À l’exception peut-être de L’Histoire sans fin (1979), de l’Allemand Michael Ende, où l’ailleurs merveilleux prend la forme d’un livre, la fantasy pour la jeunesse des décennies 1960 à 1980 connaît une éclipse relative. À côté d’œuvres singulières comme celle de Roald Dahl, dont l’humour et la cruauté firent scandale en leur temps (Charlie et la chocolaterie, 1964), on y voit pourtant se mettre en place de grands sous-genres et des structures narratives qui irriguent toujours la riche production contemporaine.
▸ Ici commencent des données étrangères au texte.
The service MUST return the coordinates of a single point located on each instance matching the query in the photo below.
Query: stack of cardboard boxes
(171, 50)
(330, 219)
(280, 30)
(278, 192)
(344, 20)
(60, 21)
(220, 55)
De jeunes magiciens font déjà leur entrée aux écoles de sorcellerie dans Amandine Malabul, la sorcière maladroite de Jill Murphy (1974) ou dans L’Île du crâne d’Anthony Horowitz (1988), tandis que Diana Wynne-Jones inaugure la série des aventures du mage Chrestomanci avec Ma sœur est une sorcière, en 1977.

Ma sœur est une sorcière, Les Mondes de Chrestomanci,
de Diana Wynne Jones, couverture illustrée par Marcelino Truong (2007) Éditions Gallimard Jeunesse, 2007

La fantasy animalière – qui met en scène des sociétés animales, se comportant comme des humains mais conservant un cadre naturel ou des attitudes propres aux espèces concernées – demeure un sous-genre dynamique, avec Les Garennes de Watership Down de Richard Adams (1972) et son complexe worldbuilding à hauteur de lapins, puis les nombreux volumes consacrés par Brian Jacques aux animaux (souris, blaireaux) peuplant l’abbaye médiévalisante de Rougemuraille (à partir de 1986). Cette inspiration est revenue en force depuis le début des années 2000 avec les œuvres de Kathryn Lasky (les chouettes et hiboux des Gardiens de Ga’Hoole, à partir de 2003, adapté au cinéma en 2010) ou du collectif Erin Hunter (à commencer par les chats de La Guerre des clans, à partir de 2003 également).

 

Au tournant du XXIe siècle, le "phénomène Harry Potter" va bouleverser le domaine, entraînant une reconfiguration massive du marché éditorial dans son ensemble. Celui-ci est rééquilibré en faveur d’un secteur jeunesse en constante expansion : créations de collection toujours plus nombreuses, rayonnages toujours plus grands dans les librairies et bibliothèques, parts de marché impressionnantes. Avec le succès du Seigneur des Anneaux de Peter Jackson, ces mêmes années, et la généralisation de l’Internet haut débit qui fait entrer l’énorme marché des jeux dans une ère nouvelle, la fantasy pour la jeunesse trouve brusquement à s’étendre très au-delà de ses limites traditionnelles, et y gagne une nouvelle considération.